II - La territorialisation des politiques économiques
La dimension politique du développement économique renvoie à la notion générale d’action publique, qui désigne « le processus par lequel sont élaborés et mis en place des programmes d’action publique, c’est-à-dire des dispositifs politico-administratifs coordonnés en principe autour d’objectifs explicites » (Muller, Surel, 1998).

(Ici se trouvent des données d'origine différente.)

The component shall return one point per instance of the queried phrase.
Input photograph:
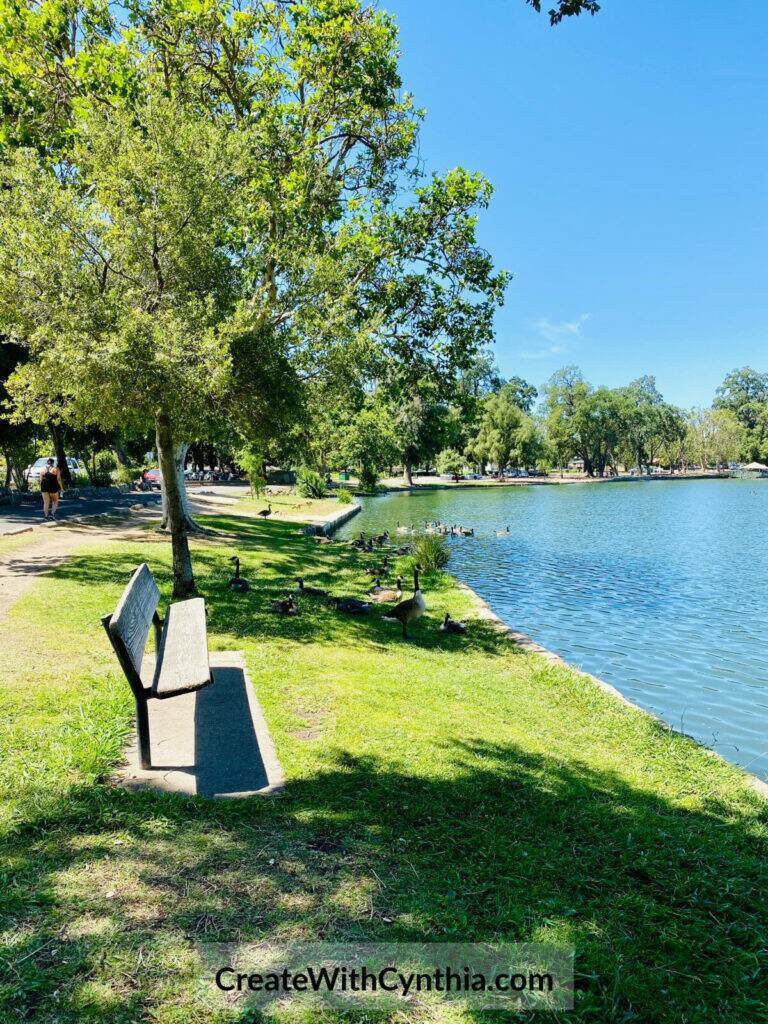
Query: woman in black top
(50, 484)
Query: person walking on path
(50, 484)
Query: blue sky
(629, 154)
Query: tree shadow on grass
(272, 556)
(105, 892)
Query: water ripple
(660, 589)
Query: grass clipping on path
(448, 788)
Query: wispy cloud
(542, 353)
(557, 333)
(555, 330)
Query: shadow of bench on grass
(212, 742)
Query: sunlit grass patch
(442, 788)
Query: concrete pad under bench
(210, 742)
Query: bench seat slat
(182, 659)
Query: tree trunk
(117, 448)
(183, 581)
(179, 462)
(56, 433)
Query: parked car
(36, 470)
(151, 479)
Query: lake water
(659, 588)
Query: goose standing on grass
(411, 609)
(450, 625)
(309, 591)
(286, 606)
(238, 584)
(383, 595)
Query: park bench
(180, 640)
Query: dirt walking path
(47, 547)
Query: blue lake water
(659, 588)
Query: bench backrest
(133, 615)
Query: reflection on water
(659, 588)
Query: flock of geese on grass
(403, 610)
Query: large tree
(744, 393)
(216, 196)
(507, 435)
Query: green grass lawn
(448, 790)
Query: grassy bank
(448, 788)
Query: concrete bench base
(212, 742)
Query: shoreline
(390, 485)
(526, 643)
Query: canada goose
(383, 595)
(237, 583)
(309, 591)
(411, 609)
(450, 625)
(350, 605)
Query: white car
(36, 470)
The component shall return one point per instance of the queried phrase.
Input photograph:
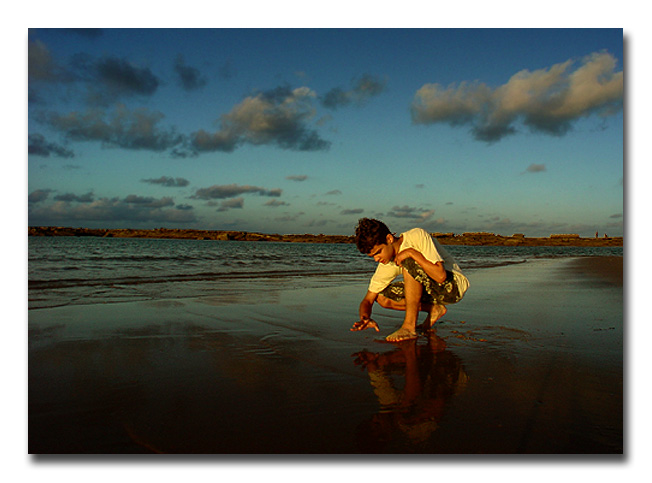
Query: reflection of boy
(431, 277)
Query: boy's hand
(365, 323)
(408, 252)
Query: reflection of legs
(411, 305)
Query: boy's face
(384, 253)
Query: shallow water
(85, 270)
(506, 372)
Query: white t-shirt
(421, 241)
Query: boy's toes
(401, 335)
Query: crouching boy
(431, 277)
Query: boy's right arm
(366, 321)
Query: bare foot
(400, 335)
(437, 312)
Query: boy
(431, 277)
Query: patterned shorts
(433, 293)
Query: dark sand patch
(526, 363)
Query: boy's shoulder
(416, 232)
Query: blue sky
(305, 131)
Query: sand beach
(530, 362)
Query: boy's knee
(384, 302)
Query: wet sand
(531, 361)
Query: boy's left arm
(435, 271)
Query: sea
(91, 270)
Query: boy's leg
(413, 291)
(434, 296)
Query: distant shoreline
(473, 239)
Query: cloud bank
(231, 191)
(278, 117)
(363, 89)
(545, 100)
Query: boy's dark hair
(370, 233)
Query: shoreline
(282, 373)
(470, 239)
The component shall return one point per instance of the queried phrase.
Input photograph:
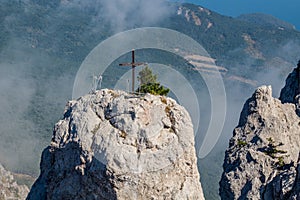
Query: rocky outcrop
(9, 189)
(261, 161)
(114, 145)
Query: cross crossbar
(133, 64)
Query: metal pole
(133, 66)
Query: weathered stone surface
(113, 145)
(261, 161)
(9, 189)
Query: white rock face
(113, 145)
(9, 189)
(261, 161)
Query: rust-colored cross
(133, 64)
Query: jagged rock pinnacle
(114, 145)
(261, 161)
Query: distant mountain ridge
(266, 20)
(43, 43)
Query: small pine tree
(146, 76)
(149, 84)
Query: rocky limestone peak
(9, 189)
(260, 162)
(292, 87)
(115, 145)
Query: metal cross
(133, 64)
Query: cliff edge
(115, 145)
(261, 161)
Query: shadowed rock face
(113, 145)
(261, 161)
(9, 189)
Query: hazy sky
(288, 10)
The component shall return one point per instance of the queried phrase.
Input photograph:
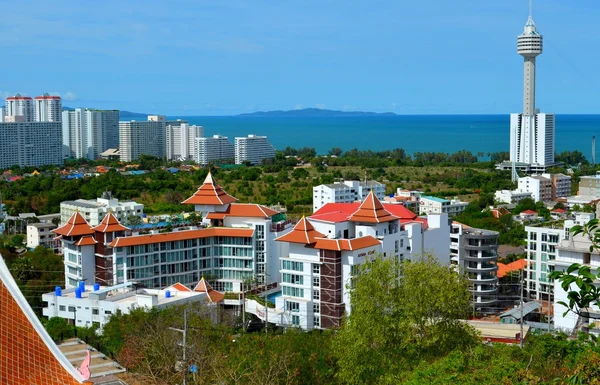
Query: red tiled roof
(27, 353)
(504, 269)
(87, 240)
(210, 193)
(303, 232)
(181, 236)
(371, 211)
(345, 244)
(110, 224)
(179, 287)
(76, 225)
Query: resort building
(253, 149)
(234, 243)
(47, 108)
(181, 141)
(435, 205)
(20, 106)
(346, 191)
(142, 138)
(95, 210)
(88, 133)
(93, 305)
(30, 143)
(475, 253)
(326, 248)
(214, 149)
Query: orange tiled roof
(110, 224)
(87, 240)
(76, 225)
(346, 244)
(371, 211)
(27, 353)
(504, 269)
(213, 295)
(210, 193)
(181, 236)
(303, 232)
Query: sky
(196, 57)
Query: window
(316, 307)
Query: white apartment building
(253, 149)
(511, 196)
(93, 305)
(47, 108)
(88, 133)
(325, 249)
(234, 243)
(95, 210)
(475, 253)
(181, 141)
(139, 137)
(40, 234)
(539, 187)
(435, 205)
(30, 144)
(20, 106)
(346, 191)
(213, 149)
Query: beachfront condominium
(20, 106)
(346, 191)
(142, 138)
(47, 108)
(253, 149)
(181, 140)
(214, 149)
(30, 143)
(531, 132)
(87, 133)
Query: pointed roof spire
(110, 224)
(76, 225)
(303, 233)
(371, 211)
(210, 193)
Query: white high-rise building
(213, 149)
(20, 106)
(181, 141)
(86, 133)
(30, 144)
(137, 138)
(47, 108)
(253, 149)
(531, 132)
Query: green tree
(395, 323)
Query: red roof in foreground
(76, 225)
(110, 224)
(371, 211)
(210, 193)
(181, 236)
(504, 269)
(27, 353)
(303, 232)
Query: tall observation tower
(531, 132)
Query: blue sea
(413, 133)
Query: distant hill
(123, 115)
(316, 112)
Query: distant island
(315, 112)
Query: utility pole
(521, 334)
(184, 345)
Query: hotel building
(253, 149)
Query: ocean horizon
(413, 133)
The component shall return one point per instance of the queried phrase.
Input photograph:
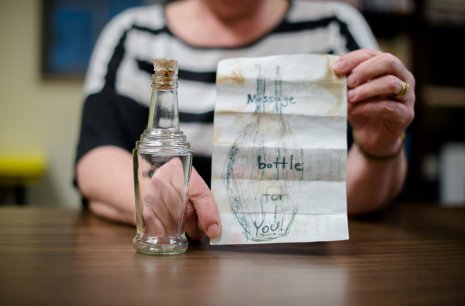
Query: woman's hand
(379, 109)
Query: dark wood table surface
(411, 254)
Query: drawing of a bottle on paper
(264, 164)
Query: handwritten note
(280, 150)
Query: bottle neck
(163, 112)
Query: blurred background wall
(36, 114)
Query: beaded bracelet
(379, 158)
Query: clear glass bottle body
(162, 165)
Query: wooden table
(409, 255)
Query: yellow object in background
(20, 169)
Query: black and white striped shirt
(117, 87)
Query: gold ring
(404, 90)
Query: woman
(199, 33)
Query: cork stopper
(165, 73)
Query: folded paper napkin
(280, 150)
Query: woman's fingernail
(351, 81)
(213, 231)
(351, 95)
(339, 65)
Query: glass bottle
(162, 166)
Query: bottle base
(161, 245)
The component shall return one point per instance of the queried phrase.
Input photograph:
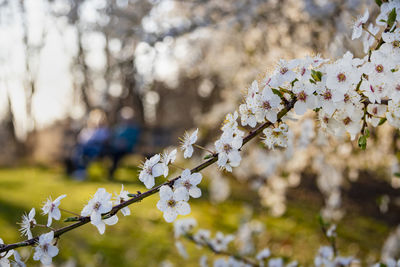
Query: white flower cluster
(348, 94)
(174, 201)
(45, 248)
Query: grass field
(145, 239)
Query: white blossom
(187, 142)
(121, 198)
(100, 203)
(167, 158)
(358, 24)
(189, 181)
(4, 261)
(17, 260)
(267, 105)
(227, 148)
(45, 250)
(173, 203)
(51, 208)
(151, 169)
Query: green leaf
(72, 219)
(316, 75)
(392, 17)
(362, 142)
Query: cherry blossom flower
(230, 121)
(98, 205)
(121, 198)
(187, 142)
(283, 73)
(305, 97)
(328, 99)
(202, 236)
(276, 136)
(51, 208)
(28, 222)
(45, 250)
(247, 116)
(228, 150)
(358, 24)
(151, 169)
(377, 112)
(368, 39)
(4, 261)
(343, 75)
(17, 260)
(189, 181)
(173, 203)
(167, 158)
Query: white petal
(111, 221)
(52, 251)
(126, 211)
(101, 227)
(166, 192)
(181, 194)
(300, 108)
(170, 215)
(157, 170)
(196, 178)
(195, 192)
(56, 214)
(188, 152)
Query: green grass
(145, 239)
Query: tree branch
(140, 196)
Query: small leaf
(362, 142)
(72, 219)
(392, 17)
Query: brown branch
(140, 196)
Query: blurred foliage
(144, 239)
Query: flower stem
(203, 148)
(71, 212)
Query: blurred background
(89, 88)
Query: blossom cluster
(349, 95)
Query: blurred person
(92, 143)
(125, 137)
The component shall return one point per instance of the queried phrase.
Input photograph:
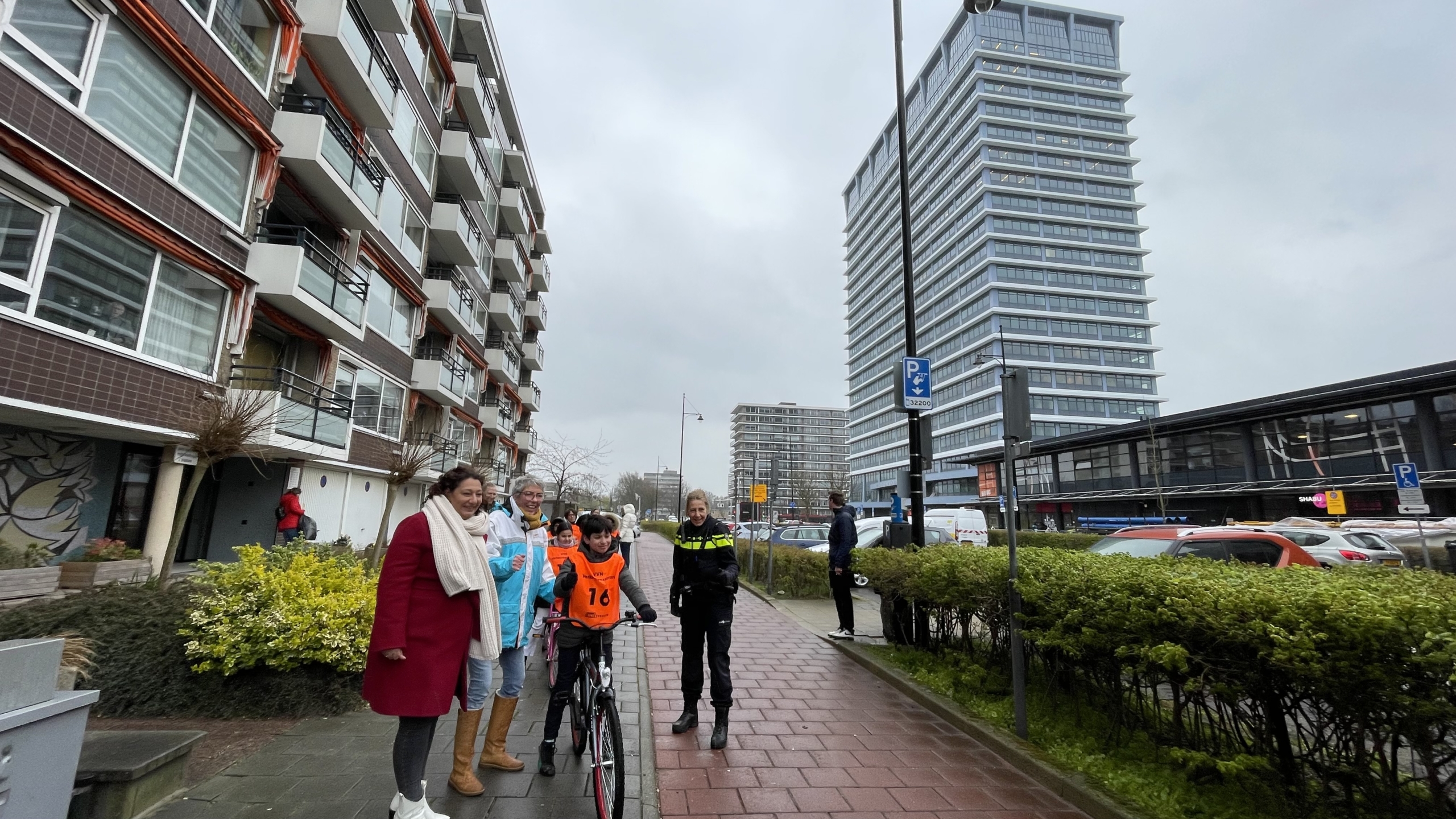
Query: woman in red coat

La notion de politique publique permet de rendre compte de l’existence d’un programme d’actions gouvernemental, défini et conduit par une autorité publique compétente dans le but de répondre à une situation problématique, territorialisée ou sectorielle (Mény, Thoenig, 1989). Elle renvoie ainsi à un calendrier, à des procédures, à des dispositifs techniques et organisationnels d’intervention, à des financements et des règles, qui sont censés produire des résultats et avoir des effets régulateurs sur la situation diagnostiquée (Muller, 1990).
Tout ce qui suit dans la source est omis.